I won’t recap the entire discussion for you, but the major highlight of the panel (for me) was when, in his introduction, Claude announced that the purpose of art is to be offensive or to offend people I can’t remember if he initially said offensive or to offend, but this was definitely the core of his argument. Art should offend! He said more than once until he started to backpedal pretty hard in the middle of the panel.
Not knowing much about Claude before that moment, I was unprepared for the douchewankery he brought to the discussion. He was unprepared for how hard I would not allow him to get away with that statement or how prepared I was to challenge him on it. And he was super unprepared for how much the audience was not on his side when question time came. That’s when the backpedaling started.

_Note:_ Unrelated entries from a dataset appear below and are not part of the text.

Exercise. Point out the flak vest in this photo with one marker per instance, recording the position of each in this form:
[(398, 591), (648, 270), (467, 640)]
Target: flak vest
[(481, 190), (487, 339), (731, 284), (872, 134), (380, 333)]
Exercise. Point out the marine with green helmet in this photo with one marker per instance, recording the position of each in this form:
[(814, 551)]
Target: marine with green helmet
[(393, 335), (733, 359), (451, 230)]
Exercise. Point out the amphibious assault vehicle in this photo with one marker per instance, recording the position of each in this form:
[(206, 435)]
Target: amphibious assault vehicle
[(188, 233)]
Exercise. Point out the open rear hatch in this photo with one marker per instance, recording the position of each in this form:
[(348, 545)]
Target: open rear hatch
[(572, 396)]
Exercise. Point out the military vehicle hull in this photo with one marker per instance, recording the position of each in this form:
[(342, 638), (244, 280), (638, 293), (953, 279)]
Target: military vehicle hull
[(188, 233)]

We spent a good deal of time on the panel unpacking that initial statement and talking about all the ways in which it’s completely problematic (along with all the other problematic stuff he said such as how it’s okay for him to use any religious or spiritual trappings from any culture because he’s an atheist, anyway, and doesn’t believe in them oh and also he is from French Canada so he understands what it means to come from an oppressed, occupied culture). I believe it was Jack Haringa who, after initially agreeing with his understanding of what Claude meant, actually came around to something more like: artists may hope to offend if their message is aimed at a group or idea that they find offensive. Writing with an eye toward pointing out a horrible injustice, say. The ones perpetrating that injustice may be offended — good.
I sort of agreed with that as well, but still didn’t feel it was quite the right way to think about art. In the many months since I’ve poked at the idea more and more, but still hadn’t come up with a better way to think about what Jack was getting at. Then last month someone else came along and nailed it.
NPR’s Weekend Edition interviewed National Book Award-winning poet Nikki Finney, and toward the end of that interview she said this:
Art is about being provocative; art is also about beauty and if you leave the latter out, the former doesn’t matter.
I immediately thought: YES, THAT. That is what we were reaching for around the 600 pound gorilla of Claude’s initial statement.
There is no beauty in being offensive. Offending someone, especially when you’re coming from a place of privilege and oppression, is not the basis for great art, for beautiful art, even if the beauty you’re reaching for is terrible and tragic and real.
Consider the context in which Finney made this statement:
As a young poet, I grew up in the ’60s and early ’70s, when difficult things were being said and shouted and screamed,” Finney says. “I remember saying to myself, those things are very, very important to hear, but there must be another way to say them so that they will truly be heard. I mean, that’s what art is. Art is about being provocative; art is also about beauty and if you leave the latter out, the former doesn’t matter.
I haven’t read any of this woman’s poetry yet, but I want to. I feel like she can teach me the art of saying difficult things. I am often among those who say and shout and scream because that’s important, too. And I know for a fact that engaging in this mode of discourse does result in being heard, because I often have conversations with people who listened and appreciate it. But I’d also like to be adept at that other way she speaks of.